Dentingan hujan mengalun, menghantam tanah tanpa ragu. Saat itu, kita dibalut kehangatan yang tak kunjung sayup. Mata cokelatmu yang sejernih kristal salju, menenggelamkanku dengan perasaan itu. Degupan jantungmu melebur bersama air hujan, dengan tempo yang pelan seolah, kamu tenang terbawa arus sungai kala kemarau.
Menikmati harum petrichor yang membawaku pada kenangan lalu dan lagi lagi kamu mampu tenangkanku. Jemarimu mengait lembut pada jariku, menarik jiwa hampa milikku pada kenyataan bahwa aku, kamu
—kita adalah nyata.
Keraguan seakan luntur, luluh, jatuh bersama air langit—pun aku hanya mampu menikmati setiap detiknya.

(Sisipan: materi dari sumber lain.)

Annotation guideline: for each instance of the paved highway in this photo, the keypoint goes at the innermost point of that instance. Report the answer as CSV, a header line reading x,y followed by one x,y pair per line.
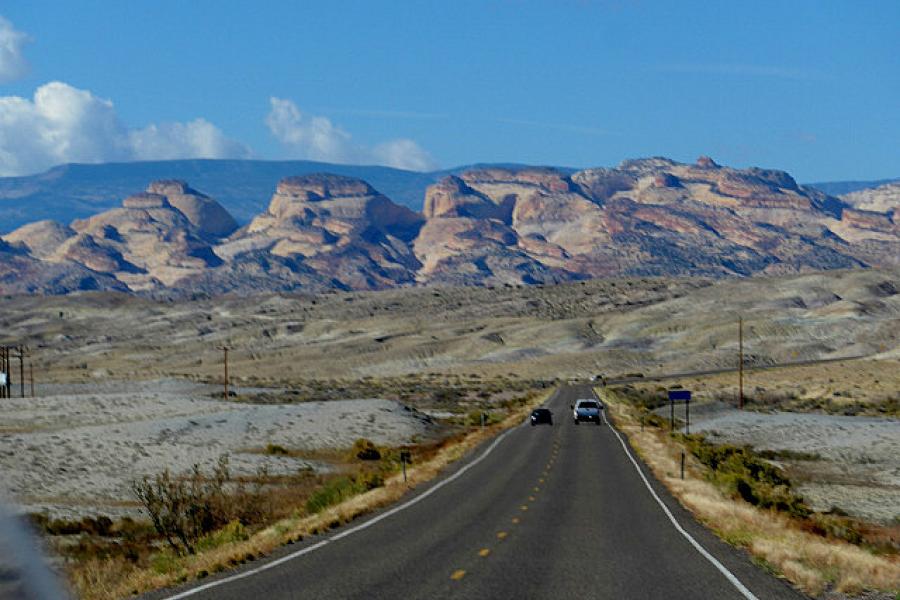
x,y
542,512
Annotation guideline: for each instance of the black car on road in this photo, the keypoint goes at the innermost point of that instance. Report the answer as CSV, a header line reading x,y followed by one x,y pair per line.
x,y
541,415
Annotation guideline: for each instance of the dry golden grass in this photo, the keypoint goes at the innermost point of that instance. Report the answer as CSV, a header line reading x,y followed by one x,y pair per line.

Kita berdansa dipadu hujan.
Senyummu—Oh Tuhan! Melelehku dibuatnya.
Panas pipiku mulai terasa. Rona merahku tak dapat dicegah. Aku bahagia.
-tsara
09.11.18
YOU ARE READING
Pasca Pertemuan Pertama
PoesiaJatuh untuk yang kedua kalinya, aku juga tak sadar awalnya. Kamu datang bukan untuk sekedar singgah, namun ingin menetap hingga sepuh. Tembok penjagaku masih berdiri teguh, pun kamu tetap tangguh. Ini cerita tentang kita pasca pertemuan pertama, saa...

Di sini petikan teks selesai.